The merged entity would rank among Spain’s top three real estate promoters, with around 2 billion euros in gross asset value, Quabit CEO Felix Abanades said, noting that the goal was to become Spain’s leading platform for rental accommodation.
The deal values Quabit at 62 million euros ($75.35 million), excluding 240 million euros of net debt, around 15% above its market capitalisation of 54 million euros at Monday’s close.
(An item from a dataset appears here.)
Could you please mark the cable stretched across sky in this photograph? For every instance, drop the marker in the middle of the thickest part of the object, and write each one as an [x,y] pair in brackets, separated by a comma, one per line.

It will provide Neinor with 7,000 new housing units and create a company with enough land assets to develop 16,000 units.
“We see much appetite for companies who build to rent in Spain,” Neinor CEO Borja Garcia-Egotxeaga said.
“Our type of middle and upper-middle income housing, on the outskirts of big cities, has gained strength with the COVID-19 crisis.”
Both companies also saw potential in the deepened importance of workers wanting to live near their place of employment as a result of the pandemic, especially near big logistics hubs.
Last year, Mexican billionaire Carlos Slim bought a minority stake in Quabit, increasing his bet on the Spanish real estate sector which experts believe is headed towards a series of consolidations.
Garcia-Egotxeaga said the company wanted to use its “very strong” cash position of 2.4 billion euros for new investments, but would for now focus on maximising the value of its land.
If Quabit shareholders approve the deal, they would hold a 7% stake in Neinor, the companies said, while Neinor expects the absorption to produce 200 million euros ($243.02 million) in efficiencies, or synergies, over the next five years.
Neinor shares rose 4.5% to their highest level in more than four months on Tuesday, before retreating to trade 0.4% lower.
Brokers Capital Markets noted that the merged company’s gross development value would reach 4.5 billion euros ($5.47 billion).